Such statements are no longer provable in PA in general. For example, it's essentially a consequence of the MRDP theorem that there is a Diophantine equation $t_1(x_1,..,x_n)=t_2(x_1,...,x_n)$ which has no solutions but which PA can't prove has no solutions; then the quantifier-free formula $$\neg(t_1(x_1,...,x_n)=t_2(x_1,...,x_n))$$ is true in $\mathbb{N}$ but not PA-provable.


What if we don't work with implicit universal quantifiers - that is, we restrict attention to sentences (= formulas with no free variables)? This was the original - incorrect - way I interpreted your question.

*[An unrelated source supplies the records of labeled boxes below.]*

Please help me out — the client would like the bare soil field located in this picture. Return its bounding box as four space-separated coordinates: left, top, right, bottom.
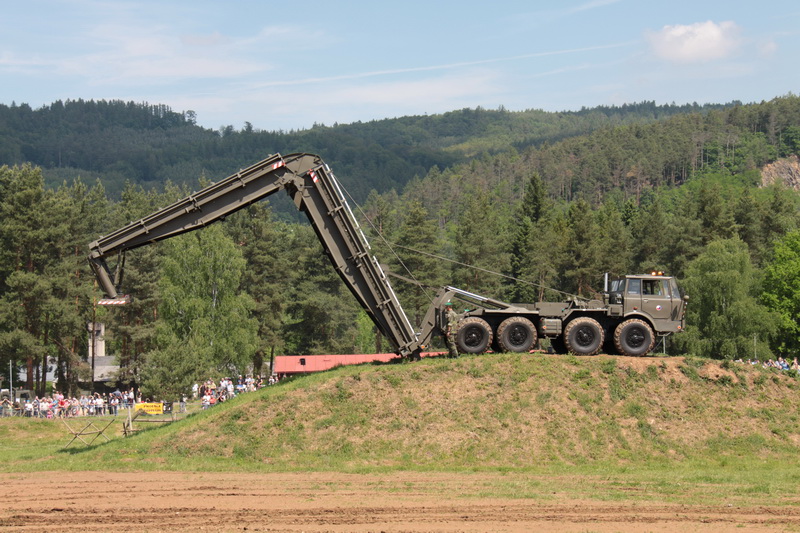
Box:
0 472 800 533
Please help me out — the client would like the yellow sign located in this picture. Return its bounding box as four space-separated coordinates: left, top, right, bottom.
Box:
136 402 164 415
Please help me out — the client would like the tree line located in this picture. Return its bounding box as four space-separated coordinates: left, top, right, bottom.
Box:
0 95 800 394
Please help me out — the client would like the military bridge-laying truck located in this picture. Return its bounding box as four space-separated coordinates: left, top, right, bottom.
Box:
89 153 686 359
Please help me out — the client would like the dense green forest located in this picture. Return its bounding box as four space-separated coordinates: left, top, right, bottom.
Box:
0 96 734 205
0 95 800 393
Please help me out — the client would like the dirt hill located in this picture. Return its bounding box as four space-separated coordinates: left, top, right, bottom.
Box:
128 354 800 471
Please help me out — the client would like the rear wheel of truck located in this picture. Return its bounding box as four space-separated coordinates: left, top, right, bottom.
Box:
614 318 656 357
564 317 603 355
497 316 536 352
456 316 492 353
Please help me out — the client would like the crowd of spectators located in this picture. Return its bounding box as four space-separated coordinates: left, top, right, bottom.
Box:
0 390 136 418
195 374 280 409
736 357 800 375
0 374 290 418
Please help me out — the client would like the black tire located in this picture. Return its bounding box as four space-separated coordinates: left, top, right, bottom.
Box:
564 316 604 355
614 318 656 357
456 316 492 353
497 316 536 352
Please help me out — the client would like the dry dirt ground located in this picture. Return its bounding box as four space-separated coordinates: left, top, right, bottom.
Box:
0 472 800 533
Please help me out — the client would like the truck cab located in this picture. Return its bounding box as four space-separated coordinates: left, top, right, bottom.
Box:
608 272 687 333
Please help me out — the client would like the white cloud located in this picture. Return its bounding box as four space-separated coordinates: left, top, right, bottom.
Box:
647 20 741 63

Here we get a positive result: PA proves every true $\Sigma_1$ sentence (that is, every sentence of the form $\exists x_1...\exists x_n\varphi(x_1,...,x_n)$, where $\varphi$ uses only bounded quantifiers). This fact ("$\Sigma_1$-completeness") about PA does not depend on PA being consistent - it is provable in PA itself, or indeed much less. The proof is tedious but not hard. Under the further assumption that PA is $\Sigma_1$-sound, this implies that the true $\Sigma_1$-sentences are exactly those which PA proves.

So this exactly delineates PA's power in terms of the coarse arithmetic hierarchy: PA proves exactly the correct $\Sigma_1$ sentences (under a reasonable assumption on PA), but there are correct $\Pi_1$ sentences which PA doesn't prove.